Le soir, après des heures à lire les classiques, l’Abbé Prévost, Baudelaire, Beaumarchais, nous regardons des films, Eden Lake, Soutbound, Notre jour viendra. Plusieurs fois, Aplo annonce: il va se passer ceci, il va se passer cela. Je m’étonne. Ni la déduction ni la similarité avec d’autres scénarios ne permet de prévoir ce qu’il annonce. Cela se produit comme annoncé.
Aplo
Sur le quai, nous parlons avec Aplo de la réalité subatomique et du progrès des nouvelles technologies dans le codage du cerveau. Pour montrer que, dans le principe, la recherche devrait buter sur le notion de conscience, il me répond.
- Oui, c’est comme pour un chat. Il se voit dans le miroir, mais il effrayé car il ne reconnaît pas l’animal qui lui fait face.

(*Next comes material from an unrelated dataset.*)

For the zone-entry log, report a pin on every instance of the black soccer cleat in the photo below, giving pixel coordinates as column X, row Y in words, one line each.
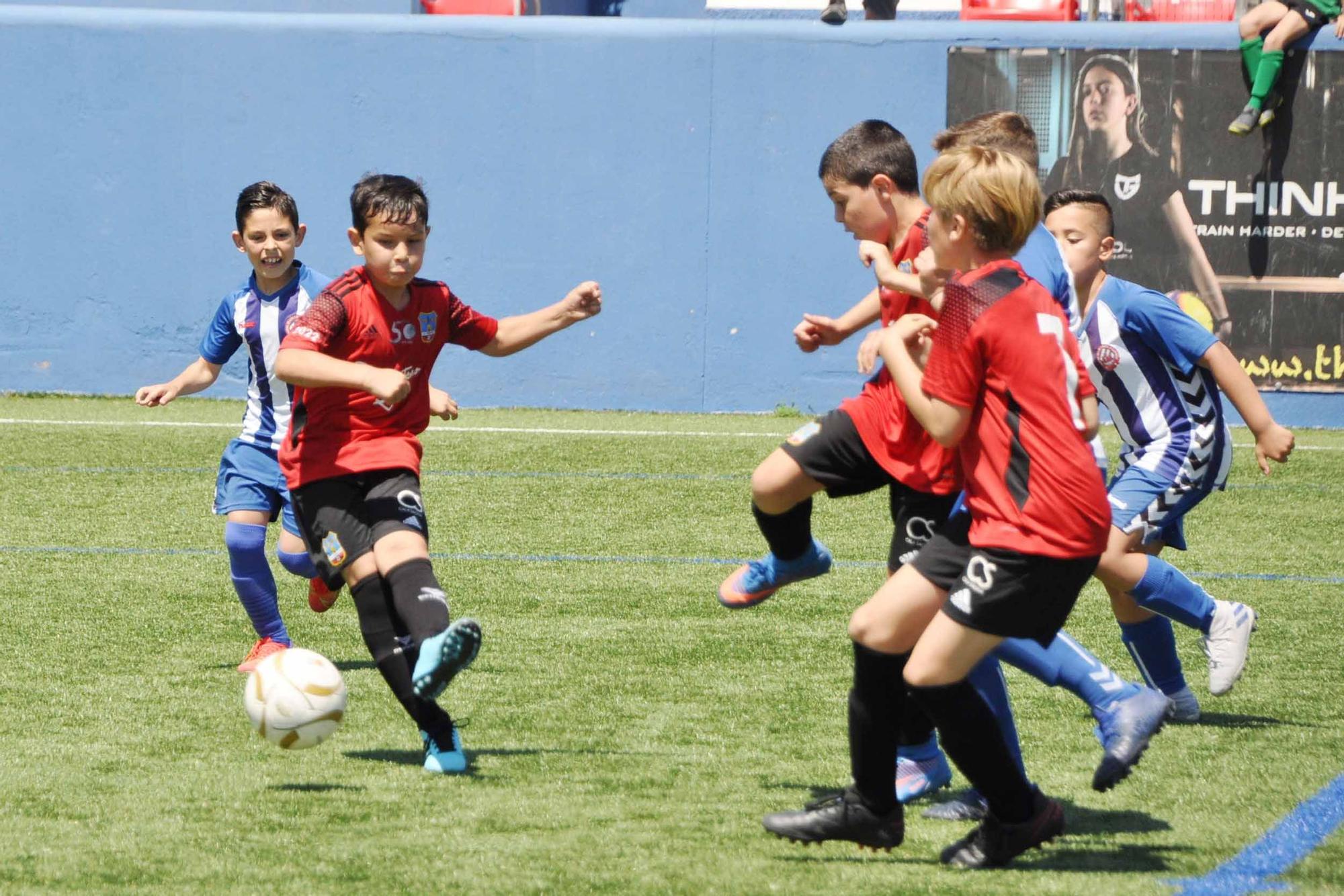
column 995, row 844
column 835, row 14
column 1127, row 727
column 839, row 817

Avant d’ajouter, remarque que je ne comprends pas:
-A cause du troisième œil.
Quelques secondes plus tard, passe le long du quai une dame qui a peint sur son front un troisième œil.
Parallèle
On a tort de s’échiner à construire le monde dans lequel on aimerait vivre car il y a, en parallèle, un chantier mieux pourvu en finance comme en ouvriers. Cependant le régime de l’action sera toujours insuffisant: ceux-là qui commandent à la réalité par le parallèle n’ont que l’idée de leur action. Creusons les idées, on s’y réfugie mieux qu’on ne le croit. L’action suivra.
Des monstres
Au supermarché (état des lieux oblige, le Supersol) deux montres nées femmes. L’aînée n’a pas trente ans. Elle pèse — j’évalue d’un œil sans expertise ‑140 kilos. En avançant le menton, la frangine se voit encore les cuisses. Gabarit relatif. En progrès. L’une des deux est mère puisque trottine dans leurs basques une enfant boule. Nous sommes au pain.
- Mais ça pue, dit Aplo.
Éduqué, quoique cela n’y fasse rien puisqu’elles ne parlent pas un traître mot de français, je fais l’innocent:
- Mais non!
Aplo qui n’est pas dupe:
- Je t’attends dehors.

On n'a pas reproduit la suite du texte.